Since completing his original run on the feature, Gaiman has only sparingly visited his offspring (some might even say he’s neglectful) and his definitive version of this story was as prose with illustrations provided by Japanese artist Yoshitaka Amano. This has been adapted by P. Craig Russell, providing a script that uses Gaiman’s words wherever possible, and Russell’s own astonishing art. Of course, Russell has vast previous experience of adapting to comics form what others might consider difficult material, and rises to the occasion here.

This is no easy task when faced with illustrating phrases such as “I am lost in the darkness of a downcast heart. Dream or reality, let it be decided tonight.” Russell, though, is well up to the task, in this instance opening the adaptation with an approximation of Hokusai’s wave. It’s one of many visual touchstones representing Japanese culture, which include recurring waves, ornately painted screens, temples, demon tattoos, cranes, handmaidens… Only the cherry blossoms are absent. This is all depicted in Russell’s delicate line amid beautifully composed pages, where the panels often combine for a larger purpose.

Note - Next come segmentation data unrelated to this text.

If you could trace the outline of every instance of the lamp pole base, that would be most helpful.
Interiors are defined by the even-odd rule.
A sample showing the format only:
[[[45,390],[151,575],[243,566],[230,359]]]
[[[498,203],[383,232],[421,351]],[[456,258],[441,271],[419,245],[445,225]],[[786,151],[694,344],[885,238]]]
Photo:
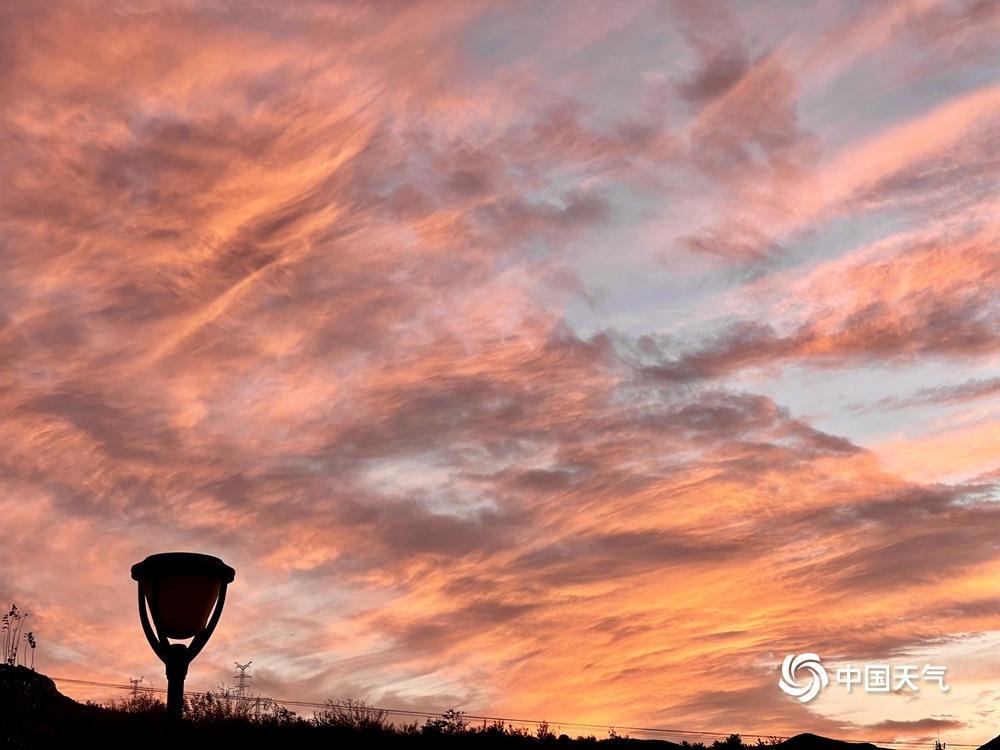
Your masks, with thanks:
[[[183,643],[170,644],[164,662],[167,665],[167,721],[177,724],[184,712],[184,678],[191,663],[187,646]]]

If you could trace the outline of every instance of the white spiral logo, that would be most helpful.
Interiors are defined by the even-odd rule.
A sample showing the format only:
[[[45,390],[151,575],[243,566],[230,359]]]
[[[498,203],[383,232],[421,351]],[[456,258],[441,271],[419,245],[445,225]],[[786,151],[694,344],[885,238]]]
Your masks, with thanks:
[[[810,673],[809,682],[804,685],[795,679],[795,673],[800,668],[806,669]],[[830,677],[816,654],[799,654],[798,656],[789,654],[781,663],[781,679],[778,680],[778,687],[803,703],[811,701],[819,695],[820,690],[829,684]]]

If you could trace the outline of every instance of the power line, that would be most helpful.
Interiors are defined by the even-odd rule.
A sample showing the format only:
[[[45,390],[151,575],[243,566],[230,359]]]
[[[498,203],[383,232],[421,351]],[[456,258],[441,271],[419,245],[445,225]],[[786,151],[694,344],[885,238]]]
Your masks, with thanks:
[[[132,690],[132,685],[121,685],[113,682],[96,682],[94,680],[79,680],[71,679],[69,677],[52,677],[50,678],[53,682],[64,682],[70,685],[86,685],[90,687],[106,687],[115,688],[117,690]],[[165,688],[136,688],[138,691],[143,693],[166,693]],[[185,691],[186,695],[198,695],[203,696],[207,693],[198,692],[194,690]],[[345,703],[335,703],[333,701],[327,701],[325,703],[317,703],[315,701],[297,701],[297,700],[286,700],[284,698],[271,698],[271,701],[278,703],[282,706],[294,706],[296,708],[354,708]],[[441,716],[440,713],[435,713],[433,711],[414,711],[410,709],[398,709],[398,708],[385,708],[383,706],[370,706],[373,711],[384,711],[387,714],[393,716],[410,716],[416,718],[428,718],[436,719]],[[471,721],[494,721],[503,722],[507,724],[532,724],[538,726],[539,724],[548,724],[550,727],[575,727],[578,729],[615,729],[622,730],[626,732],[643,732],[644,734],[662,734],[668,736],[680,736],[680,737],[719,737],[726,738],[730,734],[739,734],[742,737],[776,737],[777,739],[788,739],[792,735],[790,734],[775,734],[774,732],[710,732],[707,730],[700,729],[667,729],[664,727],[635,727],[635,726],[624,726],[620,724],[587,724],[583,722],[573,722],[573,721],[556,721],[556,720],[546,720],[546,719],[514,719],[505,716],[481,716],[477,714],[462,714],[464,719]],[[902,745],[905,747],[927,747],[926,742],[920,742],[918,740],[898,740],[890,742],[888,740],[851,740],[851,742],[868,742],[873,745]],[[967,748],[979,748],[980,745],[970,745],[962,744],[958,742],[948,743],[949,747],[967,747]]]

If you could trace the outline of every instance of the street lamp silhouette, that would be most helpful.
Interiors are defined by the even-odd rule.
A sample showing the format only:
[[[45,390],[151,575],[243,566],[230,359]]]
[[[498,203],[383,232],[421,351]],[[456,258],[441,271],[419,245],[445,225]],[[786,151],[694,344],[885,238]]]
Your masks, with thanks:
[[[139,582],[142,631],[167,667],[167,718],[172,721],[181,718],[188,665],[219,624],[226,587],[235,577],[236,571],[219,558],[194,552],[150,555],[132,566],[132,578]],[[171,638],[191,641],[184,645],[171,643]]]

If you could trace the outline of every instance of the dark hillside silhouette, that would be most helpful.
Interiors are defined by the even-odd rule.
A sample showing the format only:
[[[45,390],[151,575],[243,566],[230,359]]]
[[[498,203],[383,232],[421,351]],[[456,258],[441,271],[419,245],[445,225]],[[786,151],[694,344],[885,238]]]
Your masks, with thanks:
[[[393,725],[386,712],[362,701],[333,704],[305,718],[269,702],[251,715],[226,691],[189,696],[177,737],[164,733],[165,706],[139,693],[103,705],[81,704],[62,695],[51,679],[26,667],[0,665],[0,747],[12,750],[92,746],[133,748],[287,747],[287,748],[542,748],[641,747],[698,750],[701,743],[621,737],[557,736],[550,727],[534,732],[502,723],[472,724],[448,711],[424,724]],[[759,744],[758,744],[759,743]],[[774,750],[881,750],[868,743],[844,742],[800,734],[783,742],[745,742],[739,735],[708,745],[714,750],[766,746]],[[980,750],[1000,750],[1000,738]]]

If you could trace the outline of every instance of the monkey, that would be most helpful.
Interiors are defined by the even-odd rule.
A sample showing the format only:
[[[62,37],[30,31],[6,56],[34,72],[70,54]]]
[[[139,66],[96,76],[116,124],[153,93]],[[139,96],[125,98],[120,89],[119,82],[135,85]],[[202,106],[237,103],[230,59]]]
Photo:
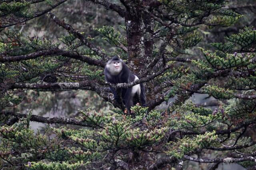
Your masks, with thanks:
[[[133,74],[124,62],[116,56],[107,62],[104,74],[106,80],[111,84],[128,83],[139,80],[138,76]],[[110,89],[118,103],[116,92],[112,87],[110,87]],[[131,107],[134,105],[134,101],[136,96],[138,97],[143,106],[146,106],[145,88],[143,83],[127,88],[121,88],[121,94],[123,102],[129,111]]]

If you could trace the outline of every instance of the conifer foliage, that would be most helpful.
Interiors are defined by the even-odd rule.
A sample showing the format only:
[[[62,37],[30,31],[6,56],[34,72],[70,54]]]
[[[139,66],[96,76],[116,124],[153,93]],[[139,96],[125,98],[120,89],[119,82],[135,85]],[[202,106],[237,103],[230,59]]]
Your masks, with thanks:
[[[222,163],[256,167],[256,141],[244,135],[256,125],[256,30],[245,27],[198,46],[204,30],[242,17],[227,1],[86,1],[123,18],[120,29],[95,28],[99,40],[55,14],[72,1],[0,0],[0,168],[186,169],[192,162],[211,170]],[[41,16],[65,35],[52,39],[15,29]],[[144,83],[146,107],[128,113],[114,100],[103,70],[116,55],[141,78],[110,85],[118,90]],[[46,91],[78,89],[96,92],[116,108],[79,110],[70,118],[13,109],[31,90],[36,100]],[[195,103],[190,98],[198,94],[218,104]],[[155,109],[164,102],[166,108]],[[36,131],[31,121],[58,125]]]

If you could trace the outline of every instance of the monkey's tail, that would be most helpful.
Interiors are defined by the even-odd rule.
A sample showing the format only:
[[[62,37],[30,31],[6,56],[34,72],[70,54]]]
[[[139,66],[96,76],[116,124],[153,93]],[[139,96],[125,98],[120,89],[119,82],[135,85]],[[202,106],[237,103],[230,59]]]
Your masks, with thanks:
[[[143,83],[140,83],[140,102],[142,104],[142,106],[145,107],[146,106],[146,102],[147,102],[146,98],[146,90]]]

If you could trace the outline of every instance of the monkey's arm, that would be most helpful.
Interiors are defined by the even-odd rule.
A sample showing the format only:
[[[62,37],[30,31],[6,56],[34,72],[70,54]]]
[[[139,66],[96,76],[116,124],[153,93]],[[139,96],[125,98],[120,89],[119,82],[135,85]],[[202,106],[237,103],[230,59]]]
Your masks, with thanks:
[[[117,95],[117,93],[116,91],[116,90],[115,90],[115,89],[114,89],[113,88],[112,88],[111,86],[109,88],[110,89],[110,90],[111,91],[111,92],[112,92],[112,93],[113,93],[113,94],[114,95],[114,98],[115,99],[116,102],[118,103],[118,95]]]

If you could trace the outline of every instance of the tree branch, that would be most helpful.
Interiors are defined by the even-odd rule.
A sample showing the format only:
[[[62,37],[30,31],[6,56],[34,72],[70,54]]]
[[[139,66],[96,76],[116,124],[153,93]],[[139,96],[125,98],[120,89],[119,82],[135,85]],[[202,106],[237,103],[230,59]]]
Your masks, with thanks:
[[[52,19],[53,21],[57,25],[66,29],[70,33],[74,35],[75,37],[80,40],[83,44],[84,44],[94,51],[98,55],[101,57],[104,61],[106,61],[108,60],[108,56],[107,55],[103,53],[100,49],[92,44],[85,37],[78,31],[73,28],[70,25],[65,23],[64,20],[60,20],[58,18],[51,12],[48,12],[48,14],[50,17]]]
[[[0,24],[0,28],[5,28],[8,27],[10,27],[11,26],[14,25],[15,25],[20,24],[21,23],[29,21],[32,19],[42,16],[43,15],[47,13],[48,12],[52,10],[55,8],[57,7],[57,6],[61,4],[63,4],[63,3],[65,2],[67,0],[60,0],[60,1],[58,1],[58,2],[57,3],[56,3],[55,5],[52,6],[48,8],[47,9],[44,10],[44,11],[35,12],[34,14],[34,16],[32,17],[26,18],[18,21],[16,21],[16,20],[14,20],[14,21],[13,23],[12,23],[8,24],[5,25],[2,24],[2,23],[4,23],[3,21],[2,21],[2,20],[0,20],[0,23],[2,23],[2,24]],[[38,1],[38,2],[40,1]]]
[[[252,160],[253,161],[256,161],[256,158],[252,156],[249,156],[241,158],[216,158],[214,159],[206,159],[202,158],[194,158],[191,157],[188,155],[185,155],[184,158],[188,160],[196,162],[197,162],[201,163],[230,163],[230,162],[240,162],[244,161],[246,160]]]
[[[15,117],[22,118],[26,118],[28,115],[25,114],[18,113],[10,111],[1,111],[0,114],[4,114],[6,115],[11,115]],[[49,117],[39,116],[36,115],[32,115],[30,119],[31,121],[36,121],[37,122],[46,123],[48,124],[60,123],[64,124],[68,124],[73,125],[78,125],[79,126],[92,127],[91,125],[88,125],[86,123],[79,121],[76,119],[72,118],[68,118],[66,117]]]
[[[90,1],[95,3],[100,4],[106,7],[107,10],[110,9],[114,11],[117,12],[119,15],[122,17],[124,17],[126,12],[126,10],[121,8],[119,6],[113,3],[110,3],[108,1],[105,0],[86,0]]]
[[[156,162],[153,164],[149,167],[149,170],[156,170],[166,164],[174,164],[177,161],[177,159],[174,157],[164,156],[158,160]]]
[[[54,48],[47,50],[36,51],[31,54],[16,56],[6,56],[0,54],[0,62],[2,63],[13,62],[34,59],[41,56],[54,56],[62,55],[85,62],[89,65],[94,65],[102,67],[105,66],[105,64],[100,60],[94,60],[88,57],[83,56],[72,51],[67,51]]]

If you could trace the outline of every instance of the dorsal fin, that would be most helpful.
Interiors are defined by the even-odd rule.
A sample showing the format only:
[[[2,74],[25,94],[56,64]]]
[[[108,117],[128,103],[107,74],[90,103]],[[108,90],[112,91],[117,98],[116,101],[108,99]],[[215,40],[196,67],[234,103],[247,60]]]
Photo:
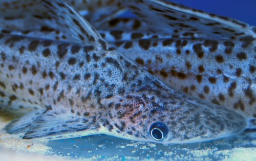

In his original novel Gaiman played fast and loose with the audience, claiming to have adapted an old Japanese folk tale, an error of judgement he corrects in print here as previous denials had not always been believed. It’s perhaps a comment on how convincing he’s been weaving his threads of a monk, a fox, a covetous rich man and a seemingly irrevocable death foretold.

We open with the monk, living a life of frugal contemplation within a small temple he’s constructed in a remote area. He becomes the topic of a bet between a fox and a badger, each believing they can persuade him to leave his home. Simplicity, however, doesn’t equate with gullibility, and the monk proves harder to shift than either anticipated. Here the tale takes a strange turn, and we move into the realms of dream and dread.

Dream, the Sandman, appears in various forms, and in callous fashion, this story being set a few centuries prior to his experiences in the bulk of the series. As sometimes in that series, though, his manifestations, until the end at least, are few, but there’s a reflection of his later quests for love. If there’s a problem with The Dream Hunters it’s that nothing at all plays out as the audience would wish. There’s certainly no duty for any author to be beholden to their audience, but in the final analysis this is every bit as capricious and cruel as the sorts of folklore Gaiman originally claimed he’d adapted.

It bears mentioning how much Russell’s already superb art is further graced by the application of Lovern Lindzierki’s colour. This is carried out using very few colours per page, and fleshing them out with various shades. There’s no universal look, though, as the needs of an individual page are prioritised, and the occasional presence of a bright red or yellow is inordinately effective in guiding the eye.

Whether it conforms to reader expectations or not, The Dream Hunters is an unpredictable fable, beautifully adapted. It’s difficult to imagine anyone managing better than Russell.